La verdad estadística, no obstante, indica que el nivel de violencia asesina sufrida por la sociedad victoriana era más bajo que en siglos anteriores, y siguió el rumbo descendente que el sociólogo francés Jean Claude Chesnais ha detectados en muchas otras sociedades desarrolladas (aunque con reveses ocasionales). En otras palabras, la celebración en literatura y prensa de la violencia coincidió con una diminución gradual, pero consistente en la exposición pública a la violencia en sus peores formas. “El homicidio es como escuchar a la lluvia sobre las ventanas cuando uno está sentado adentro”, dice Flanders. “Refuerza una sensación de seguridad, aun de placer, saber que el asesinato es posible, pero no aquí”.
Obviamente, el contraste con los efectos de la noticias de La Libertad, Petén, no puede ser más extremo. Nadie en Guatemala puede sentirse más seguro en sus hogares sabiendo los pormenores del caso. Nadie puede disfrutar del horror del incidente como si fuera un cuentito del escritor alemán Hoffmann para niños traviesos. Al mismo tiempo, nadie puede negar que toda la historia y experiencia de dos siglos de obsesión mediática y masiva con el crimen y la violencia extrema no han formado las condiciones, el ambiente mental, en que puede ocurrir un incidente de este tamaño y horror.
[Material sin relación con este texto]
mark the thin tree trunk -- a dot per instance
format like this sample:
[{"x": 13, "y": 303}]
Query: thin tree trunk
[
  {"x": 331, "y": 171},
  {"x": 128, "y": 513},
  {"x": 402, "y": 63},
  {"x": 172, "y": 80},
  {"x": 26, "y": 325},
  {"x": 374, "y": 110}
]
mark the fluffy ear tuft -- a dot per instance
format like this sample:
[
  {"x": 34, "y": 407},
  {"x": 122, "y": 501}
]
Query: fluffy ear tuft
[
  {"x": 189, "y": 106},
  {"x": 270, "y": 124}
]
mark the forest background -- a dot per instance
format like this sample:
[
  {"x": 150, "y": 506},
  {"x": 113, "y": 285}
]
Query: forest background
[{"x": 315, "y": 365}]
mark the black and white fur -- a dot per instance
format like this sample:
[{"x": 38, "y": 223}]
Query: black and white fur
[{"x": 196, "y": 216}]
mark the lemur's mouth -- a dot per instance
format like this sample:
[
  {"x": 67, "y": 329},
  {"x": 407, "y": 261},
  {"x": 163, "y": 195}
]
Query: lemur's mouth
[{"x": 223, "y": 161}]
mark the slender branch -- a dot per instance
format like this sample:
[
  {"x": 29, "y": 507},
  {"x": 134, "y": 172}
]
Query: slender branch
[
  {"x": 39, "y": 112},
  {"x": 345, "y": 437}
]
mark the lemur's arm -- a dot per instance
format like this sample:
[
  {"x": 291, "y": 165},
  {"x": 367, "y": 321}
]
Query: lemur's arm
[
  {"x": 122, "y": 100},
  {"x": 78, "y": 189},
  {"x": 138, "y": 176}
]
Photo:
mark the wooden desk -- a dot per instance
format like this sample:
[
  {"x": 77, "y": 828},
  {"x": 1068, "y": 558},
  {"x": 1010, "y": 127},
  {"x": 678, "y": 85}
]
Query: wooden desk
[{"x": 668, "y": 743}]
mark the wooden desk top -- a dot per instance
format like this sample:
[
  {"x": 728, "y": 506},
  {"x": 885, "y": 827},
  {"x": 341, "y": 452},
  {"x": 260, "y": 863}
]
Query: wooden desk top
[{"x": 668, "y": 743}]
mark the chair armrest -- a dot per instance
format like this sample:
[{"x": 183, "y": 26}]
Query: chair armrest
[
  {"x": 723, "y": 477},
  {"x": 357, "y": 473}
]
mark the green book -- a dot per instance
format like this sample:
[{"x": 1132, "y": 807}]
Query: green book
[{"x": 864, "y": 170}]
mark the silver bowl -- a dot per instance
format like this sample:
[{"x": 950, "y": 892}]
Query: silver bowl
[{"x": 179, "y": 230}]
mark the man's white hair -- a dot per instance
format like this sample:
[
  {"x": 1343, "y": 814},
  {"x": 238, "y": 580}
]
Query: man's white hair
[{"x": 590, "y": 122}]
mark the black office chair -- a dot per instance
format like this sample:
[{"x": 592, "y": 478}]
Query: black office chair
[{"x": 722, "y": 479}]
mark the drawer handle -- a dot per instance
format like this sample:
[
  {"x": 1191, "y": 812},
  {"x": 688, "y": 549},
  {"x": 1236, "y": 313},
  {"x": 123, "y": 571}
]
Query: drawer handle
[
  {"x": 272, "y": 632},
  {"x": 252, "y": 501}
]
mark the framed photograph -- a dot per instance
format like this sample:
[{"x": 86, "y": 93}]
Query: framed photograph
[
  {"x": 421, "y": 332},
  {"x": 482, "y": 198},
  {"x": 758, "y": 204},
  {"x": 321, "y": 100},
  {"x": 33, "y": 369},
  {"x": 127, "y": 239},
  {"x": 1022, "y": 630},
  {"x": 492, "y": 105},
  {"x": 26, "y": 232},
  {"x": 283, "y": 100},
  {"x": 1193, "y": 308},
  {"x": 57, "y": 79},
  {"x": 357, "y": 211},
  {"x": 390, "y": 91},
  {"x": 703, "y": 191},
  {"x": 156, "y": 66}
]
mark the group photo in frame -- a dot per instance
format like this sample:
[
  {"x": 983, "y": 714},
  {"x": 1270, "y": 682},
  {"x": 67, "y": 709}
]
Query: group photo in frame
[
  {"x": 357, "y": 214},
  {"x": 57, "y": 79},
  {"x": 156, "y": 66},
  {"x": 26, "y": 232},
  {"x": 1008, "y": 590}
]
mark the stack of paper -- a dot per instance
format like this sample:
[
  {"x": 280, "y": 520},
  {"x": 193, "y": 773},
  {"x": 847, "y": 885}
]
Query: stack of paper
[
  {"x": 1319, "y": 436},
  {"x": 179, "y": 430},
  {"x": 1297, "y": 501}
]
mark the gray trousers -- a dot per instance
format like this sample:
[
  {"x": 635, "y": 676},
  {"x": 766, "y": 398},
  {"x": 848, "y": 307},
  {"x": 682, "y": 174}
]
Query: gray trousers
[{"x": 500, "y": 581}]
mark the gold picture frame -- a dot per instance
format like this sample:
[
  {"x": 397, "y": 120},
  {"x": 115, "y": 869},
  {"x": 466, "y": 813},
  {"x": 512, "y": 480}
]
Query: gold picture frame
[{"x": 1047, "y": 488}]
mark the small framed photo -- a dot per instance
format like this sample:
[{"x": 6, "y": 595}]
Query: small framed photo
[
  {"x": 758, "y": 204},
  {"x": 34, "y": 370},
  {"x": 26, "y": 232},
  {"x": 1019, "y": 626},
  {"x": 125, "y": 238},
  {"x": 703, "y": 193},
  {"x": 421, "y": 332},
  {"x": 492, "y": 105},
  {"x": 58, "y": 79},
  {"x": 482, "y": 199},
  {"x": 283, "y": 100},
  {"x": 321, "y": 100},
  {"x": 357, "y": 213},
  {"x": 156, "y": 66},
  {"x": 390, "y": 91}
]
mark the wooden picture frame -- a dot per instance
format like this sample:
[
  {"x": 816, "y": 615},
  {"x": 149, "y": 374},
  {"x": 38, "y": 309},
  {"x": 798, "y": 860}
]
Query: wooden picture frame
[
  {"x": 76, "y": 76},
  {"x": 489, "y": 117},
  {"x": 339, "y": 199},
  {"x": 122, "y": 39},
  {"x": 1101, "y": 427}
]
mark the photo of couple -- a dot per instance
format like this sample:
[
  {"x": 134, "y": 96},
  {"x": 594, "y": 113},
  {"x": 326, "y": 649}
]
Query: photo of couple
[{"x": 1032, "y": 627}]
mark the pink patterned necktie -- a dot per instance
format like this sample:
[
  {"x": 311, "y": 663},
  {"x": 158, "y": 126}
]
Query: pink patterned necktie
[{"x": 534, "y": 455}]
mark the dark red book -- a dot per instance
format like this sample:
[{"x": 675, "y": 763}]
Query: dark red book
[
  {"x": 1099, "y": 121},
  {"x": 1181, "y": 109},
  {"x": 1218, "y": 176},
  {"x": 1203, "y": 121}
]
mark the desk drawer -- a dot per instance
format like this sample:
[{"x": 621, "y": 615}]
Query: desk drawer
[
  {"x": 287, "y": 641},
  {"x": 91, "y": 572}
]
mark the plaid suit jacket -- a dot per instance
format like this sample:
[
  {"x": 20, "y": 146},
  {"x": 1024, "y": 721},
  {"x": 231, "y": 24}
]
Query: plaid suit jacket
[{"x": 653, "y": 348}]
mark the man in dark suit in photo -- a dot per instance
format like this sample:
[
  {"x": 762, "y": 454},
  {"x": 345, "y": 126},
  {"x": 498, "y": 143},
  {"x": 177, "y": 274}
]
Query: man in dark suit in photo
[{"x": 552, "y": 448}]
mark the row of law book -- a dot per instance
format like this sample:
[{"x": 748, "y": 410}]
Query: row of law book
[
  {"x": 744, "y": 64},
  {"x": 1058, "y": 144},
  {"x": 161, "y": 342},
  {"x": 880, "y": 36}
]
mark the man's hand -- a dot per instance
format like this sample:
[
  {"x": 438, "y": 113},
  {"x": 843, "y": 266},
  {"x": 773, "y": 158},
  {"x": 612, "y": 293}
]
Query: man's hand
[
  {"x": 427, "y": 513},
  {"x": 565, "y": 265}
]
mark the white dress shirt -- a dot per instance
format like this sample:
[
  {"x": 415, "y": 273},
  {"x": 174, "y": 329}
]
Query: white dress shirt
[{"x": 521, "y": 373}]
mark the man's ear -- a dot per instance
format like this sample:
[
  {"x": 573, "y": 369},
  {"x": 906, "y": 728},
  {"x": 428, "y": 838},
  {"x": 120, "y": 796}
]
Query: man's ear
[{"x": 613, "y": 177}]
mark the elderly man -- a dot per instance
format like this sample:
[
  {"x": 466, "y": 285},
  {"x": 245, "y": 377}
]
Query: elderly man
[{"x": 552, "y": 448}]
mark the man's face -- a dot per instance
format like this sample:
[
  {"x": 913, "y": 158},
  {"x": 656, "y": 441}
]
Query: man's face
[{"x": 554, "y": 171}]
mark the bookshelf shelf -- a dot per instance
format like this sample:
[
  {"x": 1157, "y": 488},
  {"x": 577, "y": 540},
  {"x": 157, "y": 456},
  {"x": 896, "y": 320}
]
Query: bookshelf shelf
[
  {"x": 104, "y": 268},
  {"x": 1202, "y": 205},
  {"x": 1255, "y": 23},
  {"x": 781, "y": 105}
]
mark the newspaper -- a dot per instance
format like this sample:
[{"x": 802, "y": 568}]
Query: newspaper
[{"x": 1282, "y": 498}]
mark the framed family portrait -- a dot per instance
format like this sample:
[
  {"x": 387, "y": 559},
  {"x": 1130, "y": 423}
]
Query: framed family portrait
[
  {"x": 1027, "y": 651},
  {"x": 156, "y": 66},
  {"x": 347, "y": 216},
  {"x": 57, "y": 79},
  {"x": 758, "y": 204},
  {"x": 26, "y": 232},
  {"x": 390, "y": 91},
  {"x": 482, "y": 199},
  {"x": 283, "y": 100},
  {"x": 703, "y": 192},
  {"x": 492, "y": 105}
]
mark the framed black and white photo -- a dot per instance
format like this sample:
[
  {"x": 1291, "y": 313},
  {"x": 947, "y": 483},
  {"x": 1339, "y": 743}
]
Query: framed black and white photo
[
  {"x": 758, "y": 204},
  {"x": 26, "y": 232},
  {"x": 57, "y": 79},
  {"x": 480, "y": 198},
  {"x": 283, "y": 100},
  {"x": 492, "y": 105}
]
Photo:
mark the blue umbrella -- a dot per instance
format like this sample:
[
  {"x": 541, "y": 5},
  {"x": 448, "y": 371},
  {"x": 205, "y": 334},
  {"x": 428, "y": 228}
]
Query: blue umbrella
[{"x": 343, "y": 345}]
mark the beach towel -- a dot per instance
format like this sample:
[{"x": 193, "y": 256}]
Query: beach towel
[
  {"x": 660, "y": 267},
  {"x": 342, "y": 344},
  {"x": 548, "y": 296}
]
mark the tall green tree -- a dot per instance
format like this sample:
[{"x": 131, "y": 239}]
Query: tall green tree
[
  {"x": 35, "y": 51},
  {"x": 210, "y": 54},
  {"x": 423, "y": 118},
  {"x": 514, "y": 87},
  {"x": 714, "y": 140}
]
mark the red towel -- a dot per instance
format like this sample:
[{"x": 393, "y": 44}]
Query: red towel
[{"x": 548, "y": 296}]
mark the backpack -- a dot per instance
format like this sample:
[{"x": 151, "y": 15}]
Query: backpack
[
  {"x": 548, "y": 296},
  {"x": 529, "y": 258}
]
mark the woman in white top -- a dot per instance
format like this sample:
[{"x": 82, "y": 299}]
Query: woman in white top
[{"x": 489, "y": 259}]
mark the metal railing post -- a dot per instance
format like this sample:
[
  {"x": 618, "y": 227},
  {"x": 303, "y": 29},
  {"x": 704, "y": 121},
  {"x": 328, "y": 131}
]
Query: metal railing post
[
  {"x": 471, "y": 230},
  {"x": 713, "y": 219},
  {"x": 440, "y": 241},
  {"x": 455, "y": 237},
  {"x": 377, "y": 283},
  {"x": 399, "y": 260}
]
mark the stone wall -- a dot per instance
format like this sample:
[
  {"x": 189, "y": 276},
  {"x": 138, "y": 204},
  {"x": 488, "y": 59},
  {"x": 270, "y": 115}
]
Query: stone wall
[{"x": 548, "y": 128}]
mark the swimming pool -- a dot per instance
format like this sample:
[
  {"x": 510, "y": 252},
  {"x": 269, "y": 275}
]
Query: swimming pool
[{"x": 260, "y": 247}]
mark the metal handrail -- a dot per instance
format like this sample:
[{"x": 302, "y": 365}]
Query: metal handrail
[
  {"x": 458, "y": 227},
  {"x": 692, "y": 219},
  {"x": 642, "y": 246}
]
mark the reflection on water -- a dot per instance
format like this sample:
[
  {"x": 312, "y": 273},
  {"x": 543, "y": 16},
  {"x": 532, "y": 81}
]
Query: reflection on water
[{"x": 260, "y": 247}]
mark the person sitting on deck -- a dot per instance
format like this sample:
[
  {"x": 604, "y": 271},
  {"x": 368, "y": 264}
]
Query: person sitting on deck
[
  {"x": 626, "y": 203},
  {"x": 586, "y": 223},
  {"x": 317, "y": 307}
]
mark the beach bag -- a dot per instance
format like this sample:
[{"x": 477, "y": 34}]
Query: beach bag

Por lo tanto, mientras los oficiales de seguridad, los políticos y los analistas tienen la tarea apremiante de buscar responsabilidades, y dar una respuesta efectiva y duradera, vale la pena también dirigirse a la estética de la masacre y meditar su significado. Parece, por la evidencia que tenemos, que en México y Guatemala, y particularmente en sus regiones periféricas, hay grupos criminales que quieren saturar las comunidades con pruebas de su capacidad ilimitada e histérica de dañar y destruir.
Pero la identidad de los fallecidos tenía poca relevancia. Fueron el saldo de una inversión por un grupo en la promoción de sus intereses criminales y corporativos. La estética, si hay que llamarla así, fue de un casual cataclismo, un turno de carniceros pagados por hora. Esta misericordia y terror no limpiaron ningún corazón.